Jordi Angusto
Economista asociado a econoNuestra
El fin del trabajo humano y su sustitución por máquinas es un apocalipsis que se anuncia y no llega desde el inicio de la revolución industrial, y que hoy vuelve con fuerza ante la creciente robotización y automatización de tareas y el gigantesco autoservicio de Internet.
Y es cierto: para hacer las cosas que hacíamos ayer, hoy hace falta mucha menos gente trabajando que antes. ¿Pero hacer más y nuevas cosas?
Si aceptamos el trabajo como un castigo bíblico, la historia de la humanidad desde su expulsión del paraíso se puede resumir, casi, como la de una lucha aparente para trabajar menos, minimizando progresivamente el esfuerzo necesario para hacer lo que sea, pero que muy rápidamente venía acompañada por el deseo de hacer y obtener nuevas cosas que requerían los esfuerzos previamente liberados.
La industrialización del campo “liberó” a millones y millones de campesinos que casi al mismo tiempo pasaban a trabajar en la industria para la producción de objetos que poco antes no existían o que sólo disfrutaban una minoría. Y este ha sido hasta la fecha el proceso que ha seguido toda automatización que ha permitido aumentar la productividad del trabajo: liberarlo en un lugar para que muy rápidamente se utilizara en otro y hacer crecer la riqueza material con la aparición y distribución de muchos más objetos.
Aún es más: allí donde más se avanzaba técnicamente, más crecía el empleo y no al contrario. Nuestro muy alto paro actual, por ejemplo, también es el resultado de una eficiencia productiva inferior que la de la hegemónica Alemania, y de ahí nuestro déficit comercial y la deuda acumulada mientras escondíamos tras la burbuja inmobiliaria un hecho que hoy se pretende resolver, equivocadamente, bajando los salarios en lugar de mejorar la eficiencia tecnológica y organizativa. Porque hoy como ayer, los procesos más eficientes, que son siempre los tecnológicamente más avanzados, desplazan y echan del mercado a los que lo son menos, y, en consecuencia, los primeros atraen empleo mientras que los segundos lo destruyen.

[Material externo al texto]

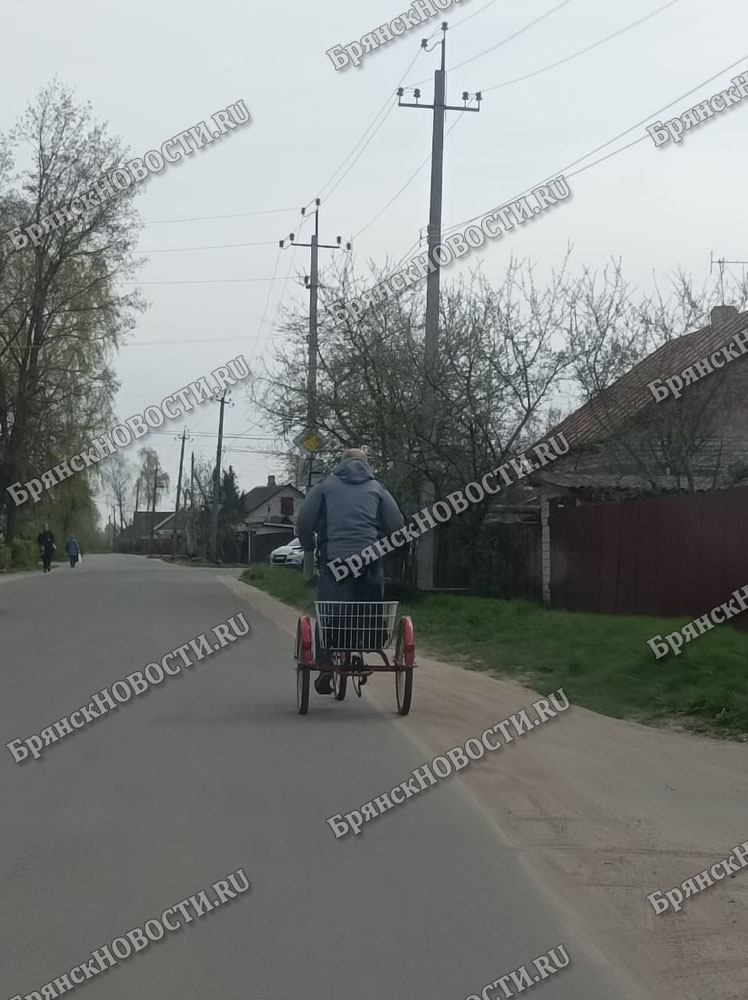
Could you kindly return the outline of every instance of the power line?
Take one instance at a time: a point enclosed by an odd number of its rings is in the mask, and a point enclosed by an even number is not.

El hecho de que, desplazamiento de ocupación aparte, siga habiendo o no trabajo para todos los que lo quieran depende exclusivamente de si queremos más y nuevas cosas donde aplicar el trabajo liberado por el progreso tecnológico, o de si tenemos suficiente de todo y en consecuencia preferimos más tiempo de ocio, que tampoco estaría tan mal si la distribución de la riqueza permitiera dicha elección a todo el mundo.

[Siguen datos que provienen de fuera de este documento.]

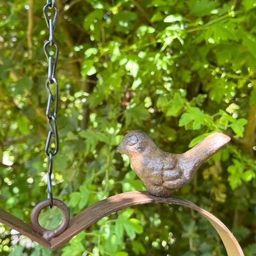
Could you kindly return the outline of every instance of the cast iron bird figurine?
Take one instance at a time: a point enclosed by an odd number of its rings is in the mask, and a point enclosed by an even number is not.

De los pueblos aborígenes sabemos, gracias a los estudios de los antropólogos, que con un máximo de cuatro horas de trabajo diarias tenían suficiente para recolectar y cazar lo necesario para sobrevivir. Por lo tanto, si trabajamos más horas es por sobrexplotación, siempre que hagan falta más de dichas cuatro horas para sobrevivir, o por voluntad y deseo. La misma voluntad y deseo que nos empuja a subir a los picos más altos y a bajarlos lo más rápido posible sobre unas maderas.
Hacer cuantas más cosas mejor no es, en definitiva, ninguna condena bíblica ni tampoco de allí de dónde venimos era el paraíso, que en todo caso intentamos ir encontrándolo convencidos de que no está al final del camino sino en éste.
Cierto que también hace falta que haya hitos que alimenten el deseo de ir yendo. El automóvil, por ejemplo, fue durante muchos años un objeto de deseo que empujaba la demanda y, por tanto, la producción y el empleo. Pero hoy en día, en Occidente, el número de vehículos por cada mil personas ha empezado a decaer. En parte por la crisis y en gran parte por haber dejado de ser el objeto de deseo que había sido.
Quién sabe si el nuevo objeto de deseo no será un vehículo personal volador. En todo caso, sea éste u otro, mientras que lo haya seguirá habiendo trabajo que absorberá el que se libere allí donde más se automatice. Y si no, más ocio y repartir el que haya.